Improving sample efficiency is central to Reinforcement Learning (RL), especially in environments where the rewards are sparse. Some recent approaches have proposed to specify reward functions as manually designed or learned reward structures whose integrations in the RL algorithms are claimed to significantly improve the learning efficiency. Manually designed reward structures can suffer from inaccuracy and existing automatically learning methods are often computationally intractable for complex tasks. The integration of inaccurate or partial reward structures in RL algorithms fail to learn optimal policies. In this work, we propose an RL algorithm that can automatically structure the reward function for sample efficiency, given a set of labels that signify subtasks. Given such minimal knowledge about the task, we train a high-level policy that selects optimal sub-tasks in each state together with a low-level policy that efficiently learns to complete each sub-task. We evaluate our algorithm in a variety of sparse-reward environments. The experiment results show that our approach significantly outperforms the state-of-art baselines as the difficulty of the task increases.

Figures (6)

• Figure 1: (a) Coffee&mail task on OfficeWorld domain, where 'a', 'c', 'm' and 'o' in the figure indicates the positions of the agent, coffee, mail and office respectively. In this task, the agent is rewarded only when it arrives at the office after taking a coffee and a mail. (b) Reward machine introduced by QRM-j to expose the reward structure of this task to RL agent.

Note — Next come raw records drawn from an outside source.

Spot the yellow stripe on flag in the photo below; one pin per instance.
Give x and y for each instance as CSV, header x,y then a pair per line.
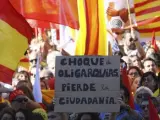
x,y
147,16
148,35
147,6
14,45
81,39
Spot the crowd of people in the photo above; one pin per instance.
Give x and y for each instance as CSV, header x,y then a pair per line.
x,y
141,61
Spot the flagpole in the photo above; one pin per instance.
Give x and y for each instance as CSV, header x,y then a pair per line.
x,y
129,14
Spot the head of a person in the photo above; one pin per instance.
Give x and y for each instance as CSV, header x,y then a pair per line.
x,y
27,91
23,76
149,51
149,65
141,94
7,114
124,94
40,112
156,58
145,107
129,41
23,114
123,65
136,61
36,116
128,61
24,83
33,59
45,77
134,72
18,99
87,116
149,79
135,84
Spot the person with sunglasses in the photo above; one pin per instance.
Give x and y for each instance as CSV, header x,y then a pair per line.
x,y
149,79
134,75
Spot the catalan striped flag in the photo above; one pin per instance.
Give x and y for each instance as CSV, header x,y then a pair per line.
x,y
49,11
15,35
147,9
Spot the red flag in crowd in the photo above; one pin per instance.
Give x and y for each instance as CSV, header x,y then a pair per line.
x,y
126,83
56,11
154,45
152,111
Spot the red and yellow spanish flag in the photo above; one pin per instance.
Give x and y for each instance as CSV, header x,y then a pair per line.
x,y
63,12
15,35
147,9
96,38
153,42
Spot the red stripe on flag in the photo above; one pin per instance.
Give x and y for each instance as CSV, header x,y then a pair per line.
x,y
6,74
24,60
52,18
149,30
140,4
146,11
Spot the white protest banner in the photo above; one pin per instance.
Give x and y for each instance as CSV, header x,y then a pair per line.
x,y
87,84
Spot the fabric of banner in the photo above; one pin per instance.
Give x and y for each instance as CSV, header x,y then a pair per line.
x,y
63,12
146,9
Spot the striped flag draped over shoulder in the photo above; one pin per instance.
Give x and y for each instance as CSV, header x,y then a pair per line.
x,y
147,9
15,35
63,12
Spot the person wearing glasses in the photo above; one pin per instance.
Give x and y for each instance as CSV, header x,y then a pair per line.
x,y
149,79
134,74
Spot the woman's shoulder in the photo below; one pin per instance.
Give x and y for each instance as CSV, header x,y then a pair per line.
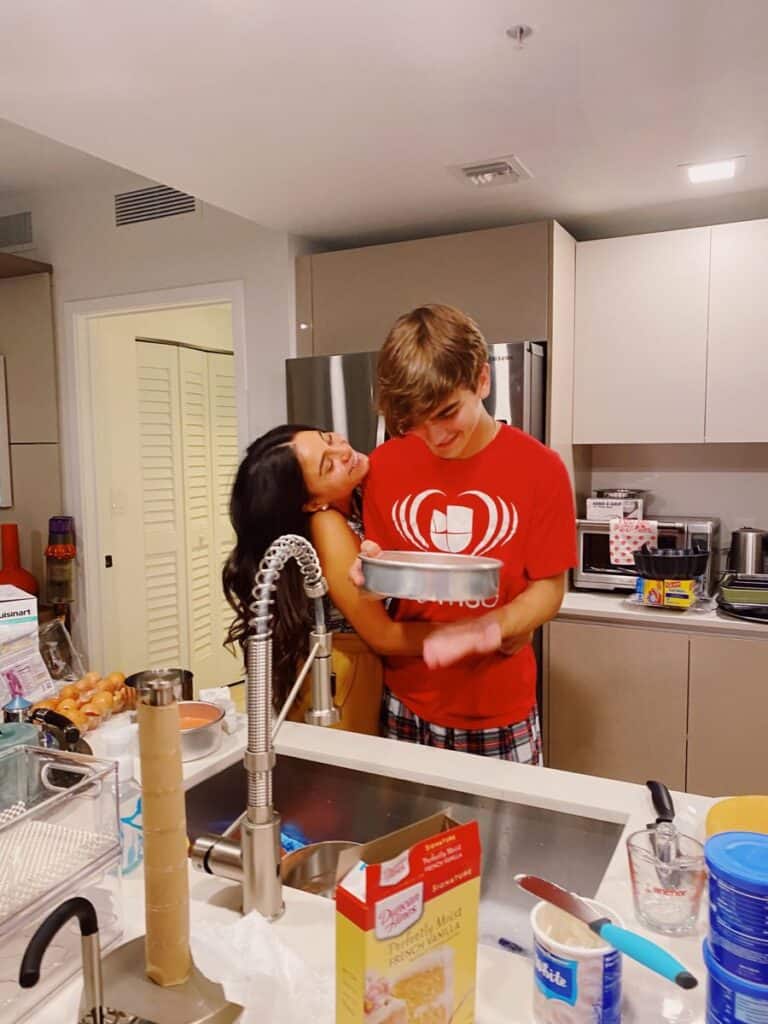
x,y
330,523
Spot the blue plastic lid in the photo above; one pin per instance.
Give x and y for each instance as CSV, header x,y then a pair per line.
x,y
740,859
736,984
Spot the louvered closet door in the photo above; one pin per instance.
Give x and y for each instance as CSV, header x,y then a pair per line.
x,y
224,455
203,602
162,506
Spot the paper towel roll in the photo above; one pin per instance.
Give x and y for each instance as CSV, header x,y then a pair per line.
x,y
164,820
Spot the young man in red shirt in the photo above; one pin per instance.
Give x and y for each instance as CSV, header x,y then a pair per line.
x,y
453,479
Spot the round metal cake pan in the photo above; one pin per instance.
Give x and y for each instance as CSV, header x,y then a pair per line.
x,y
428,576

• Figure 2: Following the environment and task of Figure \ref{['fig:office']}, here is an example about how we generate the high-level experiences in an episode for updating $Q_h$. As shown in the table, each row contains the corresponding experience data at that time step. The experience is denoted as: $((s_t, p^*_t), p_t, (s_{t+1}, p^*_{t+1}), r_t)$, where $p_t$ here is the assumed selected subtask and $r_t$ is reward from the environment. In this episode, subtask $c$, $m$, and $o$ are achieved at time step $9$, $15$, and $27$, respectively. Then, the assumed subtask $p_t$ selected by $\pi_h$ are $c$ from time step $0\sim8$, $m$ from time step $9\sim14$, and $o$ from time step $15\sim27$.
• Figure 3: An example tree to record sequences of subtasks in the environment of Figure \ref{['fig:office']}. This tree is generated during the training process. Except for the root, nodes in this tree refer to the subtasks specified in this environment. The edges present the transferring from one subtask to another subtask (when the parent subtask has been achieved). The reward values on the edges are sampled from the environment based on whether the main task is achieved. Following the task description in Figure \ref{['fig:office']}, '$r=1$' means the task is finished, i.e., the agent arrives at the office after taking both a coffee and a mail. For infinite MDP where the episode step can go to infinity, the tree could be infinite. For finite MDP where the episode step is limited, the tree is finite because the depth of the tree will be limited by the episode steps and the width will be limited by $|\mathcal{P}|$.
• Figure 4: Learning curves of various RL algorithms on 8 environments from OfficeWord and MineCraft domains.
• Figure 5: Learning curves for ablation experiment of ALCS on 4 environments from OfficeWord.